We are also conducting experiments designed to understand the normal cellular dialogue that occurs between some subnuclear domains. For example, it has been known for some time that Cajal bodies and another nuclear structure, known as the PML body, occasionally abut one another. We have found that CBs and PML bodies can simultaneously associate near U2 snRNA gene loci. It is possible that such an arrangement facilitates the transcription of this gene and experiments are underway to confirm this hypothesis. Additionally, since Cajal bodies are especially prevalent in cancer cells, identification and characterization of proteins that induce the formation of this structure may lead to novel cancer therapeutics.
Cajal bodies and PML bodies can associate with the same U2 gene locus. HeLa cells were subjected to antibody staining to mark the location of CBs (red) and PML bodies (blue), followed by DNA FISH using an U2 gene probe (green). The arrow marks an association between CBs, PML bodies and an U2 gene (inset) in four different cells.
In separate studies, we have developed a reporter system to screen small molecules that may benefit patients with Friedreich's ataxia.
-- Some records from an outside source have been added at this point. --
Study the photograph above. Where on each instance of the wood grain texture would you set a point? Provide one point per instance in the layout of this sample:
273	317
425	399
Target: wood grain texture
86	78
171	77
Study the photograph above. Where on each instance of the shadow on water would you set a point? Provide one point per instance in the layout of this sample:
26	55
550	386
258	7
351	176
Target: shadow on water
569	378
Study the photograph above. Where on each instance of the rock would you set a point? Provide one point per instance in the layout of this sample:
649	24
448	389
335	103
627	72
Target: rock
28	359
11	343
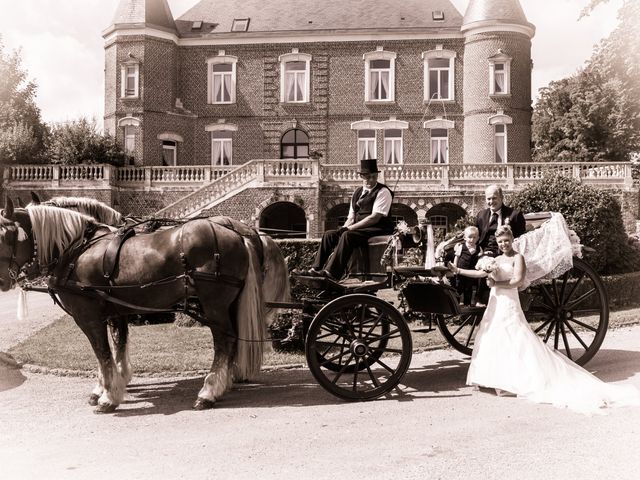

This disease is caused by a tri-nucleotide repeat expansion in a gene that encodes a vital mitochondrial protein known as frataxin. We have identified several compounds that increase frataxin expression and are currently testing these compounds in patient tissue. We are also conducting a very small pilot study in which patients will be treated with one promising compound our work has identified may be beneficial to those suffering from this insidious disease.